Hitit döneminden günümüze kadar uzanan çok sayıda objeyi barındıran müze, hem doğal yapısı hem de taşıdığı anlamla dikkat çekiyor.
Müze binası oluşturuldu
1994 yılında evinin bahçesinde topladığı tarihi objeleri sergileyerek açık hava müzesi oluşturan Arif Baş, 2012 yılında hayatını kaybetmesinin ardından ardında zengin bir kültürel miras bıraktı. Babasının hatırasını yaşatmak isteyen oğlu Oğuz Baş, bu değerli objeleri korumak ve gelecek nesillere aktarmak amacıyla evlerinin önündeki geniş alana taş ve ahşaptan oluşan bir müze binası yaptırdı. Müzenin bahçesinde ise Arif Baş’ın yaşam felsefesi ve eserlerini tanıtan bir anıt yer alıyor.
Müzede, Hitit ve Roma dönemine ait değirmen taşı, kilise taşı, el matbaası, körüklü fotoğraf makinesi, kalaycı körüğü, su değirmeni gibi birçok tarihi aletin yanı sıra günlük yaşamda kullanılmış eski ev eşyaları da sergileniyor. Objelerin hepsinin bir yaşanmışlığı olması, ziyaretçilerin ilgisini çekiyor ve müzeye ayrı bir değer katıyor.
Hatırayı yaşatmaya devam edeceğiz
Müzenin bakım ve sorumluluğunu üstlenen Arif Baş’ın yeğeni Özer Baş, özellikle üniversite öğrencilerine kapılarının açık olduğunu belirterek, “Tüm objelerin bir yaşanmışlığı var.
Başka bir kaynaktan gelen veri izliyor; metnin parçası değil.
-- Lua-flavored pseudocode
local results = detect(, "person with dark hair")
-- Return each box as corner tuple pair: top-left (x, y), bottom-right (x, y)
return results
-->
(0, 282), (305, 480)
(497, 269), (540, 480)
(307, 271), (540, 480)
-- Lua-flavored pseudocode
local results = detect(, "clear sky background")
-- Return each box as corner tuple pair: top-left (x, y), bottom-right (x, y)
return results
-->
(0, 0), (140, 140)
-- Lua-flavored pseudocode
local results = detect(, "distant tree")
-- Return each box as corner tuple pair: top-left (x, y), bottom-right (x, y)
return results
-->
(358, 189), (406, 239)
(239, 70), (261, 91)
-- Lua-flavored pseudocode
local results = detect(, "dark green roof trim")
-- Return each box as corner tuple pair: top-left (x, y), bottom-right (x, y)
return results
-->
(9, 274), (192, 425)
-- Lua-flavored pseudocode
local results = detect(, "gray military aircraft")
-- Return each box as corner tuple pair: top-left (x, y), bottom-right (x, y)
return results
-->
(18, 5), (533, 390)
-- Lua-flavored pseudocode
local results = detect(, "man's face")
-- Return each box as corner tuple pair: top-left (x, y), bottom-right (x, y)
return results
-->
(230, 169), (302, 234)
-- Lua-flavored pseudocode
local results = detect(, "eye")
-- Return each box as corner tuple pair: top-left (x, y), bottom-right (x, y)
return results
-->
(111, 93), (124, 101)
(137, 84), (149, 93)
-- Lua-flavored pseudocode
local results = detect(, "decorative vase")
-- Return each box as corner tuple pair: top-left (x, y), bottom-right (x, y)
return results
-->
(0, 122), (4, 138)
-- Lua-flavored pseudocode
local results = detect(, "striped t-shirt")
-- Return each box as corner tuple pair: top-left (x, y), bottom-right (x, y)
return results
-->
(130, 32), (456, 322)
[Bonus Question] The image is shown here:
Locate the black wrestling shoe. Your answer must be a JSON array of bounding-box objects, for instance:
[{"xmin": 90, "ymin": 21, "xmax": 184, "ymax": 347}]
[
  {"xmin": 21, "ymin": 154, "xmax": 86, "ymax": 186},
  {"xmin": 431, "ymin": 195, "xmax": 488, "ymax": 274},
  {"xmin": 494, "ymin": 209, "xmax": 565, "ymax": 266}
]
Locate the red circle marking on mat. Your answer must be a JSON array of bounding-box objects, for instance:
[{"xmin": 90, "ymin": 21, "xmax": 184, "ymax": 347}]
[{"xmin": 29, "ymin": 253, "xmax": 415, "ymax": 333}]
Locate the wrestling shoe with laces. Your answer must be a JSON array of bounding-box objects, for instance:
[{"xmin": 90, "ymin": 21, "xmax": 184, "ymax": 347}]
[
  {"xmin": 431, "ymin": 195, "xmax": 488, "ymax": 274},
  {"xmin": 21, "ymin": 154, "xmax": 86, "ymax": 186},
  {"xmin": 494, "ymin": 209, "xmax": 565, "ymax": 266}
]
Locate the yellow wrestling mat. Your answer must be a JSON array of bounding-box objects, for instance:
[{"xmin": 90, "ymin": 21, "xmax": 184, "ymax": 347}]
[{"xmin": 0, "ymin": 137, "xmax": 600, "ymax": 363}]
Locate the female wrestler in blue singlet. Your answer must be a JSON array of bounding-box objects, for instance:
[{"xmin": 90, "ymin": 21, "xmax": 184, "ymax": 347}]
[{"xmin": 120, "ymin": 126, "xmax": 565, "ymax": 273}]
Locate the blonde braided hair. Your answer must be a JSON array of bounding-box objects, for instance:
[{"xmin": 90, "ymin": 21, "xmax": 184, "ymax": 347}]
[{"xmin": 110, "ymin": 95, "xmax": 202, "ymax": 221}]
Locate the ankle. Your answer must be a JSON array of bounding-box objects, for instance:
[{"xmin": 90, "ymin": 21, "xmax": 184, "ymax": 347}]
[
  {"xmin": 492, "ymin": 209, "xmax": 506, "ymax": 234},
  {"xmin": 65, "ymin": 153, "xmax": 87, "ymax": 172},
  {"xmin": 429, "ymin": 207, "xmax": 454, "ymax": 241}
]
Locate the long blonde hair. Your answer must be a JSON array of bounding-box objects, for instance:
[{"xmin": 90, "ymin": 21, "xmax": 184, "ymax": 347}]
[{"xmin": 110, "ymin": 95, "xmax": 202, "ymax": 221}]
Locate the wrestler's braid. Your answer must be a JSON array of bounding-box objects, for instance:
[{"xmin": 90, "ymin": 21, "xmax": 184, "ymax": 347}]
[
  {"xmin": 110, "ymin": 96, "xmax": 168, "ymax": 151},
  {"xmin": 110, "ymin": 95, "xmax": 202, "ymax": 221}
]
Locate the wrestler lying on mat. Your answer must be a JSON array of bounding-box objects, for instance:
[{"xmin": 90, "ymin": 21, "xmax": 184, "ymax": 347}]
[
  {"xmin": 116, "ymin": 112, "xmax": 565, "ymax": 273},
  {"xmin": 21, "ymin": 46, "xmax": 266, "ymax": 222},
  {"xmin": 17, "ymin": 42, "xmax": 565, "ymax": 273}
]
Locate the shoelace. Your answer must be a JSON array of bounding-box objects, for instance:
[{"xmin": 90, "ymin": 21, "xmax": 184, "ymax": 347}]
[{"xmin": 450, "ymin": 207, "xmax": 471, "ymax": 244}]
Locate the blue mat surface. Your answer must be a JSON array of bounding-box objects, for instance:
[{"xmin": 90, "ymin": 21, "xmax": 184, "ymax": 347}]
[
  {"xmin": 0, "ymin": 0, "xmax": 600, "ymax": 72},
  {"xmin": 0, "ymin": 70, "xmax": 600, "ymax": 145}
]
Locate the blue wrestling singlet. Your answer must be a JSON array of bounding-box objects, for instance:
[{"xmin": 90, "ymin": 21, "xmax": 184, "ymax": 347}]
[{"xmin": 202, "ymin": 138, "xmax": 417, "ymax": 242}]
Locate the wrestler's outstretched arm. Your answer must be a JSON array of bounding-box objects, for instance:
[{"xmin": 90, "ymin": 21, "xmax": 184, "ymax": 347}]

Amcamın hatırasını yaşatmaya devam edeceğiz” ifadelerini kullandı.
Burdur Mehmet Akif Ersoy Üniversitesi Sosyal Hizmetler Bölümü öğrencisi Cansu Can, müze ziyareti sırasında tarih içinde bir yolculuk yaptığını hissederek duygularını hatıra defterine yazdığını belirtti. Gerontoloji bölümü öğrencisi Burak Alçınar ise, “Tarihi anlamda çok güzel bir yer. Burada en çok ilgimi çeken alet tırpan oldu, ben de daha önce kullanmıştım. Hepinizi buraya bekliyorum” dedi.
Bahadın Arif Hoca Müzesi, hem Yozgat’ın kültürel mirasına ışık tutmaya hem de ziyaretçilerine zengin bir tarihi deneyim sunmaya devam ediyor.